I started cheering as a little girl for a peewee squad just as something to do and because my parent’s put me in it. You know parents put all little girls in cheerleading or gymnastics. Then I stopped doing cheerleading through grade school because I got into other sports. I did track and lacrosse for two years. Then in high school, I decided to go back to cheerleading because I enjoyed it; so, in high school I flopped between track and cheerleading. While cheerleading was on, I would cheer; while track was on, I would run track. This means I would do cheerleading in the fall and track in the winter and spring. Then once I applied to Embry-Riddle, I emailed both the track and cheer coaches and said to myself whichever sport responds first is the sport I’ll do in college. The cheer coach responded to my email first, and I decided to cheer.
When I was little, my parents just put me in cheering, but once you hit 13 or 14, and you are about to go to high school, everyone wants to be a cheerleader. Then, I developed a passion once I got into it. When I first decided to cheer, I was surprised at how athletic it turned out to be. There’s a lot of work you have to put in and to stay in shape as well. We call some teams RA-RA’s because all they do is shake their pompoms, make a lot of noise and not do much. I knew that I didn’t want to be on a team like that. I wanted to be on a team that was competitive and tumbled and did stunts and just wasn’t a RA-RA team.

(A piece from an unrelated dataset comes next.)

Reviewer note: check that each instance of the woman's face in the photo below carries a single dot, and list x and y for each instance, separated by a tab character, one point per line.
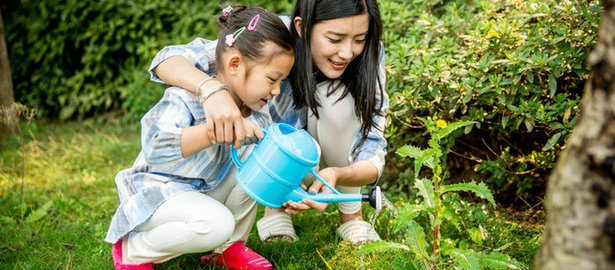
335	43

Now we’re going to nationals, and I’m so excited for us. I didn’t think we would make it to this point before I graduated, so I’m excited. I prep myself for competitions and to cheer by practicing a lot. You get to the point where the routine becomes muscle memory. On competition day, cheerleading competitions are a little different than other competitions. So when it’s your time to go on you have a 20-minute warm-up period where you warm up your stunts and do a full run through of your routine. Then right after that you go and hit the main floor, so everything is very back-to-back. It’s quick, and once you get into the warming up, you have to go into game mode. I always push the negative thoughts out of my head and don’t think about the audience. I try to envision myself doing the routine, not in the competition but back in the gym or in my comfort zone to relax.
A lot of people don’t think cheerleading is a sport, but the cheerleading we do here at Embry-Riddle is a sport. I’ve had more support as a cheerleader from Embry-Riddle than anything. We are an athletic team and not a RA-RA team here at Embry-Riddle. We get a lot of support from the athletic department. In the four years I’ve been here, we’ve gone from club status to getting weight room time, traveling to cheer, practice gear, and getting scholarships.
I came to Embry-Riddle initially to fly, but I switched majors once I was exposed to different things to study here at Embry-Riddle. I’ve always had a passion for aviation, and I started flying when I was 15 years old. So I knew I wanted to do something with the aerospace and aviation industry. My advice for young athletes is to work hard, because you never know who is watching, and always put your best foot forward.
You never who you might come across.